Letter: Label leaders hypocrites on pipeline stance

The PQB News editorial on pipelines (B.C. Premier John Horgan’s Kinder Morgan stance is either brilliant, stupid or cynical, April 12) suggested that John Horgan is either brilliant or cynical, a wily coyote or as oblivious as a fence post. But in my opinion, Horgan should be labelled a hypocrite.

Over 400,000 barrels of crude oil are transported off the B.C. coast every day. Vancouver Island is supplied all its petroleum by barge except for one natural gas pipeline. For the past 20 years the USA has shipped over 600,000 barrels of crude oil daily down the West Coast from Alaska to U.S. markets, while on the east coast of Canada we import daily over 700,000 barrels of crude oil in tankers from foreign countries — oil that could be supplied at less cost by Canadian sources. B.C. regulates over 40,000 km of pipelines and receives close to a billion dollars in revenue yearly from the oil and gas industry. There are over 800,000 km of pipelines in Canada transporting millions of barrels of crude oil.
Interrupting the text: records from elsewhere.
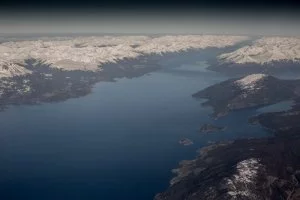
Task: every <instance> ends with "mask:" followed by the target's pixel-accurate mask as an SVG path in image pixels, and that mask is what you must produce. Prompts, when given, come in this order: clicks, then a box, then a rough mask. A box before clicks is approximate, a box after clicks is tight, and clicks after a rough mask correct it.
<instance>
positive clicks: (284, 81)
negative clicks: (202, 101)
mask: <svg viewBox="0 0 300 200" xmlns="http://www.w3.org/2000/svg"><path fill="white" fill-rule="evenodd" d="M298 87H299V80H281V79H277V78H275V77H273V76H270V75H266V74H251V75H248V76H244V77H241V78H238V79H229V80H227V81H224V82H221V83H218V84H216V85H213V86H210V87H208V88H206V89H204V90H202V91H200V92H197V93H196V94H194V95H193V96H194V97H196V98H205V99H208V101H207V102H205V103H204V105H209V106H212V107H213V108H214V116H215V117H220V116H223V115H226V114H227V113H228V112H229V111H232V110H239V109H244V108H250V107H259V106H264V105H269V104H273V103H278V102H280V101H284V100H291V99H293V98H296V97H298V96H297V92H296V90H297V88H298Z"/></svg>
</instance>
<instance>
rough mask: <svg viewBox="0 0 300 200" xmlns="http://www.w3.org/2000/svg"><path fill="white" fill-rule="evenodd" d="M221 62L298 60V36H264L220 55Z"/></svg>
mask: <svg viewBox="0 0 300 200" xmlns="http://www.w3.org/2000/svg"><path fill="white" fill-rule="evenodd" d="M218 58H219V60H220V61H221V63H236V64H247V63H255V64H269V63H272V62H281V61H292V62H299V61H300V38H299V37H264V38H261V39H259V40H256V41H254V43H253V44H251V45H247V46H244V47H242V48H240V49H237V50H235V51H233V52H231V53H225V54H222V55H220V56H219V57H218Z"/></svg>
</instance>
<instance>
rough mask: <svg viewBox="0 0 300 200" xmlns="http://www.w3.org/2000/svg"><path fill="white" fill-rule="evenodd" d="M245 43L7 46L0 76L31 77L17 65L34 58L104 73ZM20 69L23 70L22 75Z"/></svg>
mask: <svg viewBox="0 0 300 200" xmlns="http://www.w3.org/2000/svg"><path fill="white" fill-rule="evenodd" d="M246 39H248V37H244V36H221V35H178V36H161V37H148V36H102V37H100V36H99V37H75V38H66V39H65V40H61V39H57V40H55V39H48V40H35V41H15V42H4V43H1V44H0V66H3V65H8V66H11V69H12V70H11V71H9V72H6V71H5V70H4V69H3V68H0V74H2V75H1V76H2V77H4V76H13V75H22V74H26V73H28V70H25V69H21V68H20V67H21V66H17V65H16V63H20V62H23V61H24V60H26V59H31V58H33V59H36V60H42V61H45V62H46V63H47V64H50V65H51V67H55V68H60V69H63V70H86V71H101V66H102V65H103V64H106V63H115V62H118V61H119V60H123V59H128V58H137V57H139V56H142V55H148V54H163V53H167V52H179V51H186V50H188V49H204V48H208V47H217V48H222V47H226V46H231V45H234V44H236V43H238V42H241V41H243V40H246ZM17 69H20V70H19V72H17V71H18V70H17ZM15 71H16V72H15ZM14 72H15V73H14Z"/></svg>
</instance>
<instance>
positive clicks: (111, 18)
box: [0, 0, 300, 35]
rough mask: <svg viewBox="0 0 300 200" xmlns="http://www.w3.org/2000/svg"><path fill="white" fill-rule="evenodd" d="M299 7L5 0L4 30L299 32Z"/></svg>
mask: <svg viewBox="0 0 300 200" xmlns="http://www.w3.org/2000/svg"><path fill="white" fill-rule="evenodd" d="M271 2H272V3H271ZM299 13H300V12H299V7H298V5H297V4H295V3H292V1H291V2H289V1H276V0H275V1H274V0H273V1H269V0H261V1H258V0H252V1H221V0H210V1H204V0H198V1H197V2H196V1H176V0H173V1H172V2H171V1H170V0H165V1H163V0H161V1H158V0H154V1H134V0H133V1H126V2H125V1H120V0H119V1H93V0H87V1H76V0H73V1H71V0H60V1H59V0H52V1H37V0H29V1H26V2H25V1H21V0H16V1H8V0H4V1H1V3H0V33H2V34H3V33H13V34H21V33H38V34H39V33H46V34H51V33H136V34H142V33H174V34H180V33H182V34H186V33H191V34H201V33H204V34H205V33H213V34H258V35H265V34H267V35H300V26H299V24H300V17H299V16H300V15H299Z"/></svg>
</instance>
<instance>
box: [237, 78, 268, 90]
mask: <svg viewBox="0 0 300 200" xmlns="http://www.w3.org/2000/svg"><path fill="white" fill-rule="evenodd" d="M266 77H267V75H266V74H251V75H249V76H245V77H244V78H241V79H239V80H236V81H235V82H234V83H235V84H237V85H238V87H240V88H241V89H242V90H248V91H249V90H255V89H259V88H260V87H259V86H258V84H259V83H260V82H261V81H263V80H264V78H266Z"/></svg>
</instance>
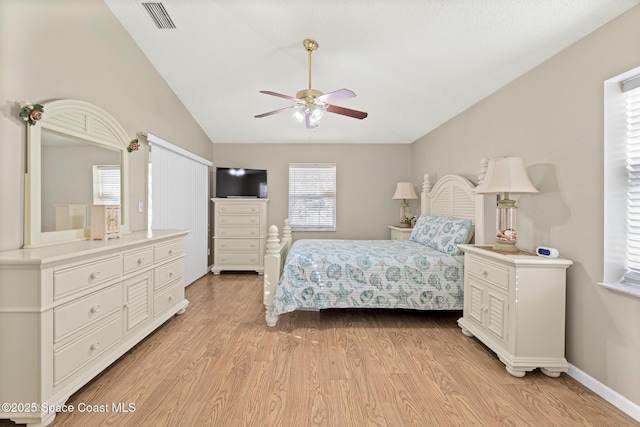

Focusing on the Trans Mountain pipeline, Horgan has recklessly rooted his political stance to the economic detriment of B.C., several other provincial economies and Canadian unity.

Vancouver exported over 36 million tonnes of coal by ships in 2017, exceeding coal exports from all eastern U.S. ports. Recently, a group of airlines serving Vancouver International Airport announced the building of a system to supply aviation fuel in tankers from Asia to serve YVR. This includes a marine terminal on the south arm of the Fraser River, a storage facility on Port of Vancouver land and a 13-km underground pipeline through Richmond to the airport. Where are the U.S. funded environmental activists to whine about these issues, and why import aviation fuel from Asia when Kinder Morgan currently provides this service?

From my perspective, John Horgan and the opportunistic Andrew Weaver are narrow-minded hypocrites, blind to the transportation realities of the collective resource-rich economies of B.C. and Canada. Realistically, our dependence on oil is not likely to go away for decades.